- 3/4 cup penne pasta (or half a 12 oz box)
- 1 cup tomato-based pasta sauce, or more if desired
- 1 medium zucchini (courgette)
- 1 medium tomato
- 1/4 cup black olives, pitted and sliced
- 1 cup shredded cheese (mozzerella, provolone, parmesian or muenster are good options)
- salt and fresh ground pepper, to taste
This was inspired by baked mac n' cheese popular in the American South, which is a casserole-type dish. This keeps well in the fridge, and I often find myself eating this for lunch for a few days straight, hence the "Bachelorette" part of the name. You'll need a ceramic or glass pan that can hold a volume of 6 cups or a little more.

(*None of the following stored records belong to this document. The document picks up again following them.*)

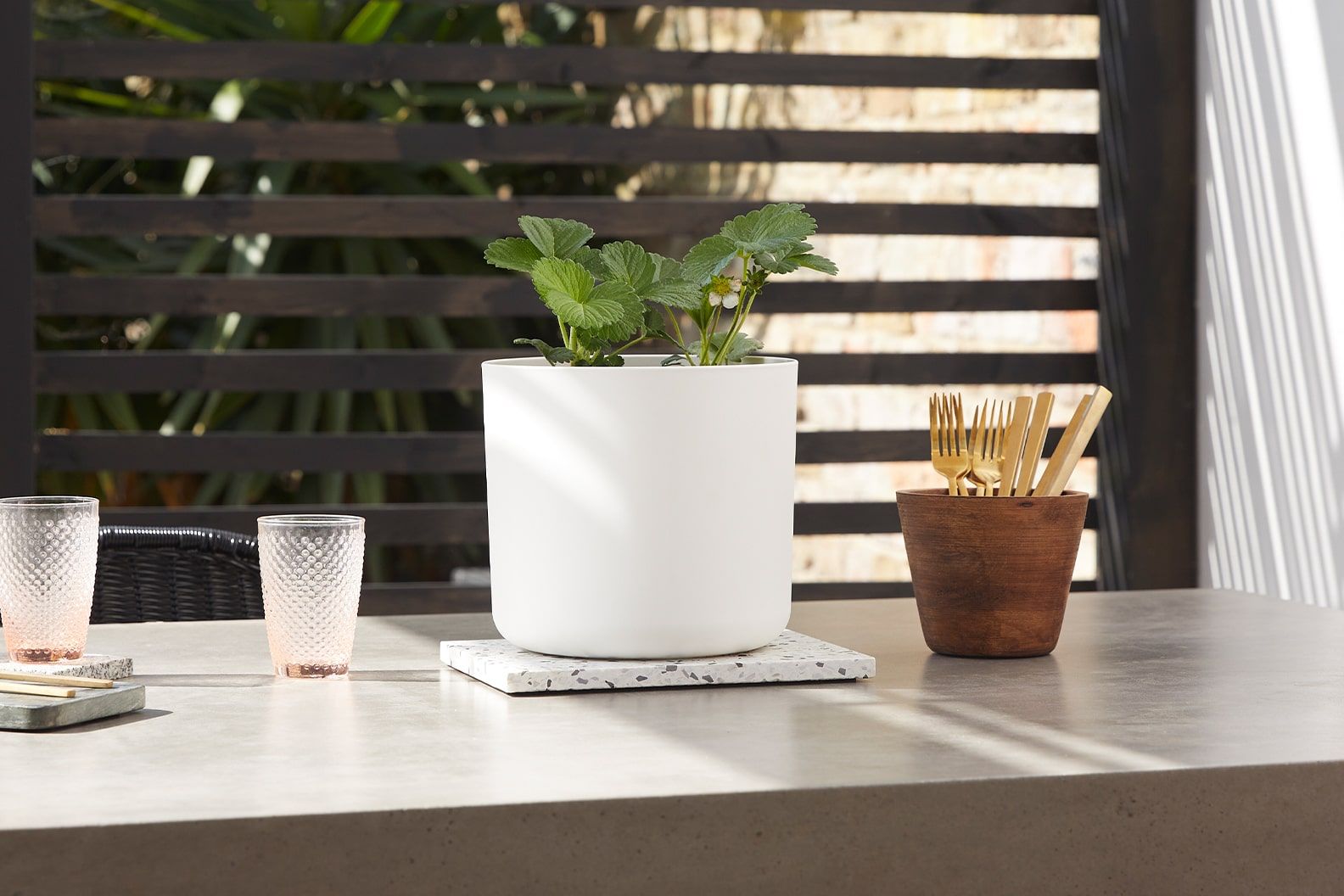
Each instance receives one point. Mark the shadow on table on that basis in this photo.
(204, 680)
(398, 675)
(98, 725)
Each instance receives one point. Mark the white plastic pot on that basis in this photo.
(640, 511)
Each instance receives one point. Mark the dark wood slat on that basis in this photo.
(561, 144)
(851, 590)
(476, 216)
(277, 371)
(18, 409)
(605, 66)
(299, 296)
(387, 453)
(465, 523)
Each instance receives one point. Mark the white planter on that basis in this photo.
(640, 511)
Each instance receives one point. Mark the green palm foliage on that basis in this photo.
(394, 101)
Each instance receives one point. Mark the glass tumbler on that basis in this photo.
(48, 554)
(311, 568)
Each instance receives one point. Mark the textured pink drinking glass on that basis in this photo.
(311, 568)
(48, 554)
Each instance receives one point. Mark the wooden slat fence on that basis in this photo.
(322, 296)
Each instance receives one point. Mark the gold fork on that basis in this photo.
(988, 440)
(946, 448)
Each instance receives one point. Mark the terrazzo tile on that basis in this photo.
(791, 658)
(90, 665)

1. Cook the penne pasta according to the instructions on the package. Once cooked, drain pasta in a colander and set aside. Preheat the oven to 350 F.
2. While the pasta drains, cut the zucchini in half lengthwise, then chop in small slices. Cut the stem-end of the tomato with a serrated knife. Hold the tomato over a sink or trash can, and remove the seeds by slightly squeezing the tomato and giving it a good, downward shake. This will remove most of the seeds, making the tomato easier to work with. Chop the tomato into small chunks--about an inch or a few centimeters long is fine.

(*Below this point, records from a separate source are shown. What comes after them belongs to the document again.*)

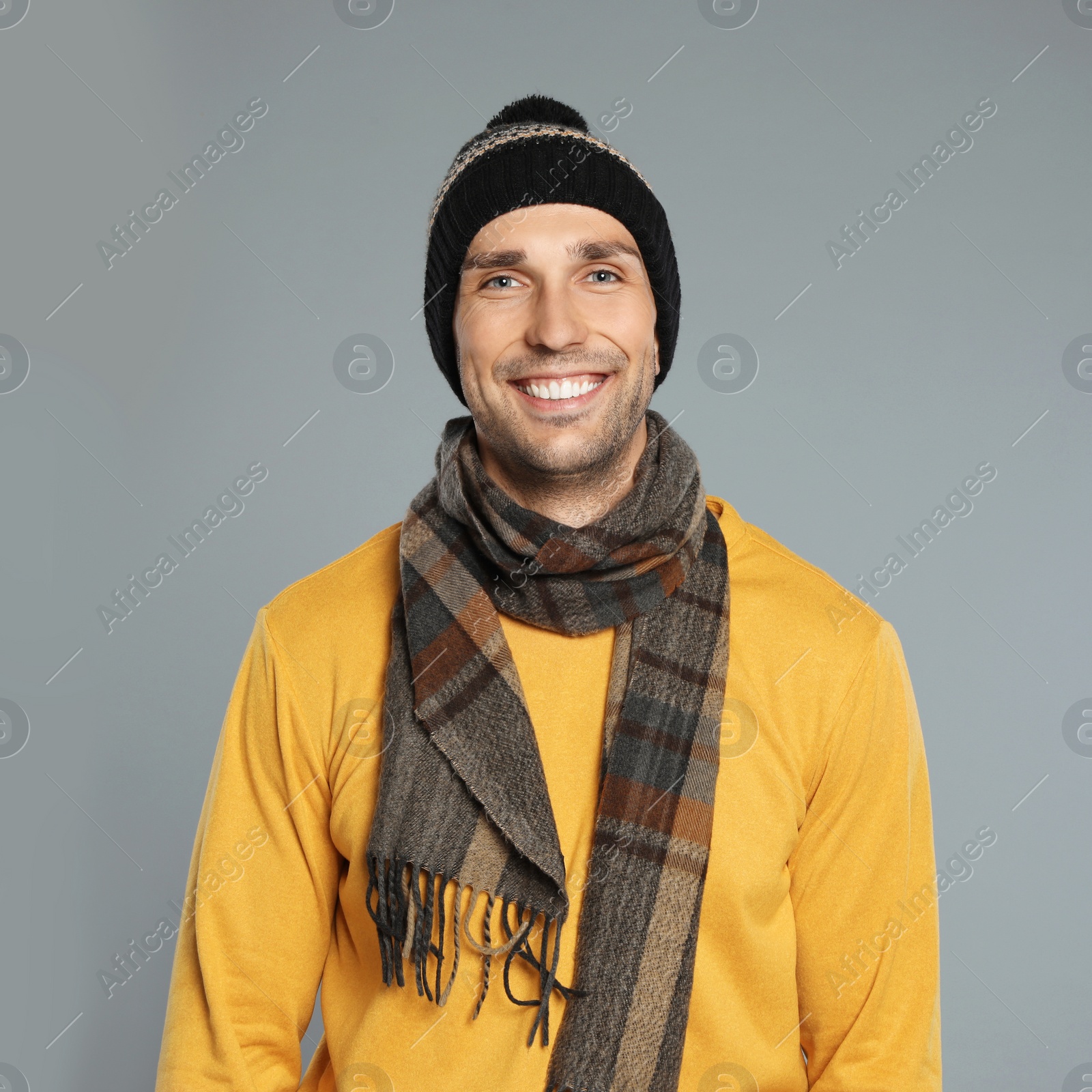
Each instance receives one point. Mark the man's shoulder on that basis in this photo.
(780, 598)
(356, 590)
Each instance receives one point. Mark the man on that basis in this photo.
(573, 779)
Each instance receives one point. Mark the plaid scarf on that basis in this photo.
(462, 792)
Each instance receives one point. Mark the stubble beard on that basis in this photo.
(579, 474)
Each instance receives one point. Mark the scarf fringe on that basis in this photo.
(404, 924)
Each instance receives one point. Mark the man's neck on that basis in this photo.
(573, 500)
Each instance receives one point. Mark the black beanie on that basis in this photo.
(538, 151)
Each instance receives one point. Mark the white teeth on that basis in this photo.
(566, 389)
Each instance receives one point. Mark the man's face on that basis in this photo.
(557, 349)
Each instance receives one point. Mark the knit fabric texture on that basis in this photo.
(462, 793)
(538, 151)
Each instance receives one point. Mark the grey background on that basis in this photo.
(211, 343)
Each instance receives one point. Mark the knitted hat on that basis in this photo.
(538, 151)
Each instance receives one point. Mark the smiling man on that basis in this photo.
(573, 780)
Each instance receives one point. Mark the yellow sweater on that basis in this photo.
(818, 928)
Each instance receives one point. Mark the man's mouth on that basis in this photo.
(560, 390)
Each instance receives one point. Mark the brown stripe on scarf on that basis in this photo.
(463, 796)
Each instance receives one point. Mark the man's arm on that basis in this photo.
(260, 897)
(865, 895)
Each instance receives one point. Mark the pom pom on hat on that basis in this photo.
(540, 109)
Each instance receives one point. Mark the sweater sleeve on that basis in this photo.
(261, 893)
(865, 897)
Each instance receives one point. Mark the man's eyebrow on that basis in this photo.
(591, 250)
(494, 259)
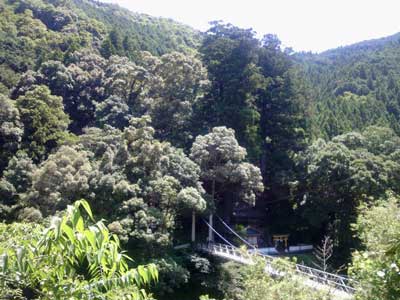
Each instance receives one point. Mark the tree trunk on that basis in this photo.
(193, 227)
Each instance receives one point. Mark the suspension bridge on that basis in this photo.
(340, 287)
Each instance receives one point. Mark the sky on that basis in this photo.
(304, 25)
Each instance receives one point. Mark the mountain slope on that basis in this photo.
(33, 31)
(355, 86)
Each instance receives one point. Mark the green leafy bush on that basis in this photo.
(71, 260)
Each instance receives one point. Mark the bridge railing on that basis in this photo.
(333, 280)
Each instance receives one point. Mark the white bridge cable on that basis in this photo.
(220, 236)
(236, 234)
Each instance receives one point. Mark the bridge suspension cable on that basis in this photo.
(219, 235)
(235, 233)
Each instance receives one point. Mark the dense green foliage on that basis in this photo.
(35, 31)
(69, 260)
(377, 265)
(355, 86)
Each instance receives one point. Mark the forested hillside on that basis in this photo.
(118, 130)
(34, 31)
(355, 86)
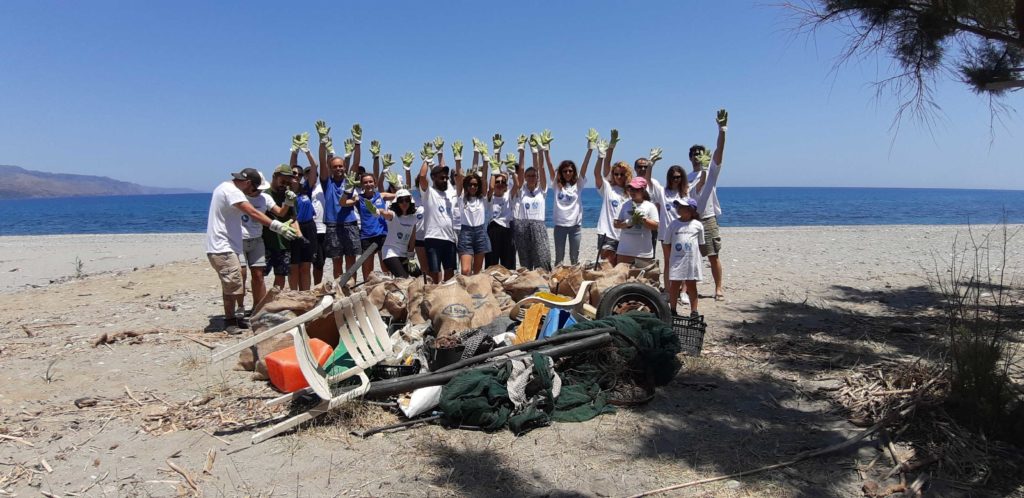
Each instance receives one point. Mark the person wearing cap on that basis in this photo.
(401, 216)
(223, 236)
(685, 235)
(279, 254)
(438, 201)
(711, 209)
(637, 217)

3. Put pasta, tomatoes, zucchini and the sliced olives into the glass or ceramic pan. Mix the ingredients well.
4. Add pasta sauce and mix the sauce to coat the pasta and veggies evenly. Add salt and pepper to taste at this point, or hold off until the dish is served.
5. Sprinkle the cheese on top of the dish evenly, being careful that the amount won't overflow out of the dish and into the oven. You'll want there to be a layer of cheese over the pasta and veggies, but it doesn't matter much if there's an errant piece of pasta or zucchini poking above the cheese surface.
6. Place the pasta concoction in the oven and let bake for 20-25 minutes, or until the cheese along the edge of the pan appears brown and crispy (but not burnt).
7. Allow to cool a bit before serving with a slotted spoon.